Temporary differences that give rise to deferred tax assets and liabilities at December 31, 2003 and 2002, comprised of depreciation and amortization and net operating loss carry forward. The gross deferred tax asset balance as of December 31, 2003 and 2002 was approximately $899,000 and $263,000, respectively. A 100% valuation allowance has been established against the deferred tax assets, as the utilization of the loss carryforwards cannot reasonably be assured.

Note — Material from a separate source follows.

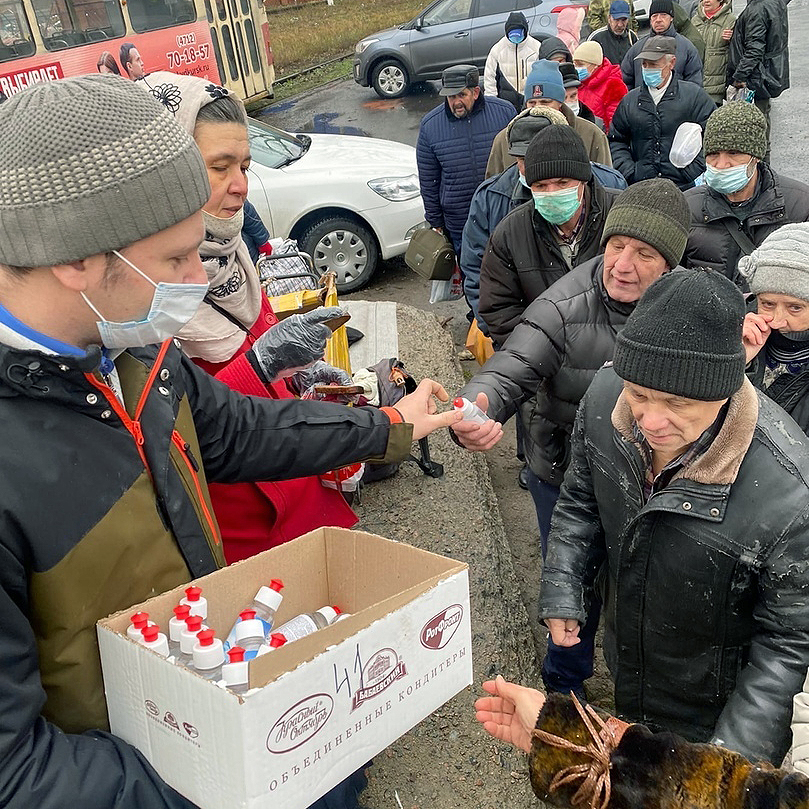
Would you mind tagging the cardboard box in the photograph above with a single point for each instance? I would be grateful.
(329, 702)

The components of the net deferred tax asset are summarized below:

                                 December 31, 2003     December 31, 2002
                                 -----------------     -----------------

Deferred tax asset
Net operating losses               $  899,000               $   263,000
Less: valuation allowance            (899,000)                 (263,000)
                                     ---------                 ---------
                                   $        -               $         -
                                     =========                 =========

The following is a reconciliation of the provision for income taxes at the U.S. federal income tax rate to the income taxes reflected in the Statement of Operations:

                                                       December 31, 2003    December 31, 2002
                                                       -----------------    -----------------
Tax expense (credit) at statutory rate-federal                    (34)%             (34)%
State tax expense net of federal tax                               (6)               (6)
Changes in valuation allowance                                     40                40
                                                              ------------      ------------
  Tax expense at actual rate                                        -                 -
                                                              ============      ============

Income tax expense consisted of the following:

                                                     2003               2002
                                                     ----               ----
   Current tax expense:
   Federal                                   $               -  $              -
   State                                                   800               800
                                                 --------------     -------------
   Total Current                             $             800  $            800

   Deferred tax credit:
   Federal                                   $         540,260  $        132,905
   State                                                95,340            23,348
                                                 --------------     -------------
   Total deferred                            $         635,600  $        155,653
   Less: valuation allowance                         (635,600)         (155,653)
                                                 --------------     -------------
   Net Deferred tax credit                                   -                 -
                                                 --------------     -------------
   Tax expense                               $             800  $            800
                                                 ==============     =============

F-13

IMAGING3, INC.
(FORMERLY, IMAGING SERVICES, INC.)

NOTES TO FINANCIAL STATEMENTS

(Restated)

12. STOCKHOLDERS' EQUITY

Common Stock:

In September 2002, the board of directors of the Company authorized to split the Company's common stock at the ratio of 1.15 shares for 1 previously issued share. On September 30, 2003, the board of directors of the Company authorized another forward split of the Company's common stock at the ratio of 1:8 shares. All fractional shares are rounded up and the authorized shares remain the same. The financial statements have been retroactively restated for the effects of stock splits.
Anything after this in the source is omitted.